A la veille de la reprise des pourparlers avec les rebelles du M23, l’exécutif a réitéré son attachement à la médiation conduite par le Qatar. Cette position a été confirmée ce dimanche dans un communiqué officiel du ministère de la Communication et médias, rappelant que Kinshasa reste déterminé à respecter l’accord de principes signé le 19 juillet dernier à Doha.
Selon le document, cet engagement vise à « instaurer un dialogue constructif » entre les parties et à « mettre fin aux violences armées dans l’Est du pays ».

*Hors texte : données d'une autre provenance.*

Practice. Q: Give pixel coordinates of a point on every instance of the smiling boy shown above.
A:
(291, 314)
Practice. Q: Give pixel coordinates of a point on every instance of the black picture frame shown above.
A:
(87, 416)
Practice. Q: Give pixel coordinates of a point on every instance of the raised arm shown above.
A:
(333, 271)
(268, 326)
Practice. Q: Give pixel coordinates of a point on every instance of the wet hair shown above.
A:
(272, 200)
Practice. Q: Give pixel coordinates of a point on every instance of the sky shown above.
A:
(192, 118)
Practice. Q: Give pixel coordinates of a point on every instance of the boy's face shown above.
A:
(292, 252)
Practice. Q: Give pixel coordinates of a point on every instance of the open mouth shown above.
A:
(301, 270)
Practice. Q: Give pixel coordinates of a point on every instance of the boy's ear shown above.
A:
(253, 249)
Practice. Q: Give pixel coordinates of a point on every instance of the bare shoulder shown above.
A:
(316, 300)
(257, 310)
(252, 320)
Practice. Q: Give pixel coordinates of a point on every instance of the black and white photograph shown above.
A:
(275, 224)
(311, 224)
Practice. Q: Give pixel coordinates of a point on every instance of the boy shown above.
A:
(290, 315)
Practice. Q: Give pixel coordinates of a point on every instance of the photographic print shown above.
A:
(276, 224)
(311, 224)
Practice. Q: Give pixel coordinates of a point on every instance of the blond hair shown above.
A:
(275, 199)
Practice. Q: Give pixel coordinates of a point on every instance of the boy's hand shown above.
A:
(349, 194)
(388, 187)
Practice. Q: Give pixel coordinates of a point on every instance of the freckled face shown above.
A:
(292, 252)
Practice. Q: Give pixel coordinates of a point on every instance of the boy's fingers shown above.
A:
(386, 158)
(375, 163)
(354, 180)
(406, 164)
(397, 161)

Intégrité territoriale et souveraineté en ligne de mire
Le gouvernement congolais insiste sur sa volonté de garantir l’intégrité territoriale et la souveraineté de l’État, en conformité avec la Constitution. Il affirme aborder ces nouvelles discussions « avec la détermination d’aboutir à un accord définitif », afin de soulager les souffrances des populations congolaises de l’Est, particulièrement affectées par des affrontements récurrents.
Le rôle clé du Qatar
Kinshasa a également exprimé sa gratitude envers l’État du Qatar, saluant une médiation jugée « discrète mais efficace ». Déjà impliqué dans plusieurs négociations régionales, Doha est considéré comme un acteur clé pour faciliter un compromis durable entre le gouvernement congolais et les rebelles du M23.
Une étape cruciale
La reprise des pourparlers prévue à Doha apparaît comme un tournant majeur dans la recherche d’une solution à l’une des crises sécuritaires les plus graves de la République Démocratique du Congo. Les attentes demeurent fortes, aussi bien du côté du gouvernement que des populations civiles, pour que ces négociations ouvrent enfin la voie à une paix durable dans l’Est du pays.